Almost immediately after the incident, the Independent Investigations Office (IIO) assumed jurisdiction over the investigation of police actions leading to Bayrami's death.

The IIO's chief civilian director, Richard Rosenthal, submitted a report to Crown counsel in July 2013, recommending charges. The Criminal Justice Branch sent the report back for more information. The IIO submitted further information in July and October, 2014. The Criminal Justice Branch went to the Deputy Attorney General requesting a direct indictment, and it was approved on October 9. On October 20, Crown prosecutors charged Cst.
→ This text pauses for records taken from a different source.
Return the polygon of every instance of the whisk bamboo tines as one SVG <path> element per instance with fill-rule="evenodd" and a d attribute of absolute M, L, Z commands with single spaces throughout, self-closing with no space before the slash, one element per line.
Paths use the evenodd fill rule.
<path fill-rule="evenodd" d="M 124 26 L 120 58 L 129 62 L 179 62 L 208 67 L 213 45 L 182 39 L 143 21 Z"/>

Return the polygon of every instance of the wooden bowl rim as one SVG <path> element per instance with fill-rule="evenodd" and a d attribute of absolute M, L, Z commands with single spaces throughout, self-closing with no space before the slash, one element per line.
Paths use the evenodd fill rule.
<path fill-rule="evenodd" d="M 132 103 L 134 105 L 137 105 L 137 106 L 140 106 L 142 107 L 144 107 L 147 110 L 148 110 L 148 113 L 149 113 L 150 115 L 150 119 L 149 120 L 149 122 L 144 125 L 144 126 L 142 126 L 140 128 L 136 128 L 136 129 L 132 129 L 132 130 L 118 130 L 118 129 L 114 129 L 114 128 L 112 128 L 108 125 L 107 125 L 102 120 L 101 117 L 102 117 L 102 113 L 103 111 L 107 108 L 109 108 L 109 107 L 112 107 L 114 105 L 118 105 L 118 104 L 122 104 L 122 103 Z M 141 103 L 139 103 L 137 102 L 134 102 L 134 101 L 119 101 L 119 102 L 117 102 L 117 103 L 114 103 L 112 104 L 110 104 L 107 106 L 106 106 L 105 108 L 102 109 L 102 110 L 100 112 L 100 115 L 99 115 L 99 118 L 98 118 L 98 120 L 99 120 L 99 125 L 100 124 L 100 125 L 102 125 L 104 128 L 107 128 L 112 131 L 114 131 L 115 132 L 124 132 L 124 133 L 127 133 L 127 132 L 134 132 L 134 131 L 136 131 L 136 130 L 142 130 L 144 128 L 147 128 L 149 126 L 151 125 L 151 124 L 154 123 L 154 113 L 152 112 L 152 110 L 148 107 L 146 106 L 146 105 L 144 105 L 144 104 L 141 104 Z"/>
MacWilliams with second-degree murder.

By April 2015, Bayrami's daughter Nousha Mayrami filed a lawsuit against Cst. MacWilliams, alleging he shot Bayrami without justification as he was walking away from officers. That month, Piltsina went to the media to hail Cst. MacWilliams as her hero. She claimed she was not interviewed by police or the IIO, even after reaching out to them to provide a statement.

==Stay of proceedings==

On July 14, 2015, the murder charge against MacWilliams was stayed. The Criminal Justice Branch stated "CJB has determined that the available evidence no longer satisfies its charge approval standard for the continued prosecution of Const. MacWilliams for any criminal offence. As a result, a stay of proceedings was directed in the case." They insisted that the decision was made based on review of available evidence, and not as a result of any pressure from the public. Delta Police Chief Neil Dubord said "Today, we feel an overwhelming sense of relief for Jordan MacWilliams, his family, the men and women of the Delta Police Department, and indeed all police officers across Canada ... The charges laid by direct indictment had the potential to deeply impact police across Canada, both operationally and psychologically."

As of January 2019, Constable MacWilliams is still employed with the Delta Police Department.